Verify with your payer: Cwiklinski cautions, the covered diagnosis for PSA test vary from payer to payer. Each payer will have a list of acceptable, covered diagnosis. “You’ll not have any denials if you bill within these codes list,” she adds. Irrespective of the payer’s coverage determinations, Hollingshead stresses, “you need to be sure you have documentation to support your diagnosis choice.”
Diagnosis elevated PSA: When the urologist orders a diagnostic PSA test and the documentation specifies that the test result shows an elevated PSA, you should go for 790.93 (Elevated prostate specific antigen [PSA} as the diagnosis.

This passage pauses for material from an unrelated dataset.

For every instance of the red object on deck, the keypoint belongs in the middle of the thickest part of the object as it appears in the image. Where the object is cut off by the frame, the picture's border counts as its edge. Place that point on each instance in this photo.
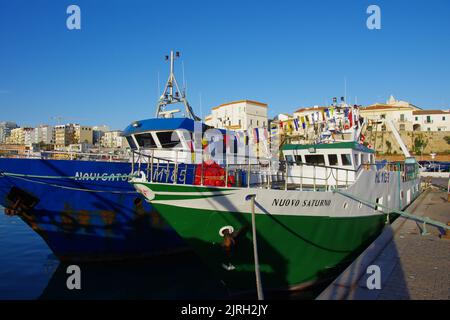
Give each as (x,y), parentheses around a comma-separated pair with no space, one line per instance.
(213,175)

If the results come out to be normal, you would report the BPH as the reason for the test. As you must report the BPH code to the fifth digit, you will have to know whether the patient has a urinary obstruction or is symptomatic so you can choose the right code as follows:
600.00 – Hypertrophy (benign) of prostate minus urinary obstruction and other lower urinary tract symptoms (LUTS). 600.01 – Hypertrophy (benign) of prostate with urinary obstruction and other lower urinary tract symptoms. Option: If the ordering physician documents a more specific diagnosis, like prostate cancer, you should report the appropriate code (185, malignant neoplasm of prostate). Or if the physician only noted signs and symptoms, you should that condition, such as 788.64 (urinary hesitancy). If we go by recent LCDs, Medicare considers many ICD-9 codes indicating urological signs or symptoms like 599.71 (Gross hematuria), 599.72 (Microscopic hematuria), 788.41 (Urinary frequency), or 788.43 (Nocturia) — as payable diagnoses for PSA determinations. Follow once-a-year coding limits Gaye Pratt, coder/biller for Dr. Vincent P. Miraglia in Stuart, Fla. says, “Medicare only pays for one screening PSA per year.” However, Medicare (as well as other payers) may reimburse you for as many diagnostic PSAs per year as the patient requires, as long as you have a payable diagnosis, adds Pratt. Hollingshead says, “In my opinion, the biggest pitfall for screening PSAs is the timing.” It’s covered only once every 12 months for Medicare, with most commercial payers following closely. You need to ensure that you have at least 366 days (367 for leap years) between screening PSAs,” she confirms. Watch out: See to it you are not just checking the medical record of your practice. You should check to see if the patient has had a screening at another office within the past one year. “On occasion, we have had patients that have had a PSA done at another doctor’s office like the primary care doctor, then we draw a screening PSA and Medicare denies it owing to the fact that it will pay only for one screening PSA a year,” cautions Dailey. Self-pay option: If the patient requires a screening PSA test before the one-year time limit is up, your best option is to have the patient sign an ABB agreeing to pay for the test himself. Roger says, “Typically, you cannot make use of a ‘blanket’ ABN; however, you may be able to have the patients sign one stating that if they had the test done elsewhere within the allowed timeline, they’ll be responsible for payment.”